日本史探究C 近世の日本と世界(3) 近世の国家・社会の展開と画期

17世紀半ばに幕政が武断政治から文治政治へ転換した契機として最も適切なものはどれか。

解答・解説を見る

正解: 1

正解

由井正雪の乱を機に、牢人の増加を防ぐため末期養子の禁が緩和された

背景・因果

改易の乱発で牢人が増え、1651年の由井正雪の乱(慶安の変)が起こると、幕府は末期養子の禁を緩和して改易を減らし、殉死の禁止など法と儀礼で治める文治政治へ転換した。

覚えるポイント

「改易→牢人→反乱の危険→政策転換」という因果連鎖が問われる。
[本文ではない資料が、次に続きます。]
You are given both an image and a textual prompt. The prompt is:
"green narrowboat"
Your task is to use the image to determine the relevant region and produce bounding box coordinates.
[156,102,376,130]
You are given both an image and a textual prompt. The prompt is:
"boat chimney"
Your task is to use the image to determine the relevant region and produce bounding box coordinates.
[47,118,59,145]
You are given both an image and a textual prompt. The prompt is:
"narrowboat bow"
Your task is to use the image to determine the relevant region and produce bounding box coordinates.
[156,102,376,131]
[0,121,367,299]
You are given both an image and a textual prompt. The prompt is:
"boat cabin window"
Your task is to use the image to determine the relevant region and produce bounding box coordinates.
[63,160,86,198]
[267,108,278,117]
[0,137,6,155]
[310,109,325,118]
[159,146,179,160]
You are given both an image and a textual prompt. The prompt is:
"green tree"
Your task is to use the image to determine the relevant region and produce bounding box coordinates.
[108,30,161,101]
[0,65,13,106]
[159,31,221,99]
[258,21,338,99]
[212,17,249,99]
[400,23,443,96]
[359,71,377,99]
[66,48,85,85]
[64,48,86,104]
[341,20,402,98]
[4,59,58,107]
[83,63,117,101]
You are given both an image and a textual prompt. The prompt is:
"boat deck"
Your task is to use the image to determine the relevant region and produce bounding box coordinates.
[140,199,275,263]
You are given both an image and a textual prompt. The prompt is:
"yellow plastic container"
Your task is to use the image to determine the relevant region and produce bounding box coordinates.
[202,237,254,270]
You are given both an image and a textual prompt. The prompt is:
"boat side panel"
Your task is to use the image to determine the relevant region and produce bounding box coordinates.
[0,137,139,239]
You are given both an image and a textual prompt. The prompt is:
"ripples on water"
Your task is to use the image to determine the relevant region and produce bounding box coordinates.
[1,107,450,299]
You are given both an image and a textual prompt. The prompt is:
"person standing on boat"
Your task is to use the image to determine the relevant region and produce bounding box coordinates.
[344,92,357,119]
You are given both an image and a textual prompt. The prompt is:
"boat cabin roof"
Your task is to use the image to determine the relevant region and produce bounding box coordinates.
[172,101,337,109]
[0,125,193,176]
4代家綱〜5代綱吉期の転換として整理。

選択肢別の検討

① ✅ 正解「由井正雪の乱を機に、牢人の増加を防ぐため末期養子の禁が緩和された」
1651年の由井正雪の乱は改易で増えた牢人の不満を示し、幕府は末期養子の禁を緩和して大名家断絶を減らした。武力中心の統制から文治政治へ向かう契機となった。

② ❌ 誤答「元寇によって軍事力が強化された」
元寇は13世紀の鎌倉幕府の対外戦争で、17世紀半ばの江戸幕政転換とは時代・政権が異なる。

③ ❌ 誤答「享保の改革で年貢が増徴された」
享保の改革は18世紀前半の徳川吉宗の改革である。17世紀半ばの武断政治から文治政治への転換より約70年後である。

④ ❌ 誤答「ペリー来航で開国したため」
ペリー来航は1853年で、幕末の開国をもたらした。17世紀半ばの文治政治化の契機ではない。

共通テスト攻略

  • 知識を関係で再現:用語を単独で思い出すだけでなく、「いつ・誰が・何のために・何を行い・何が変わったか」を一続きにして選択肢と照合する。
  • 消去の軸を固定:各選択肢を「時期・主体・目的・内容・結果」に分け、一か所でも歴史的対応がずれるものを消す。語句が一部合うだけで選ばない。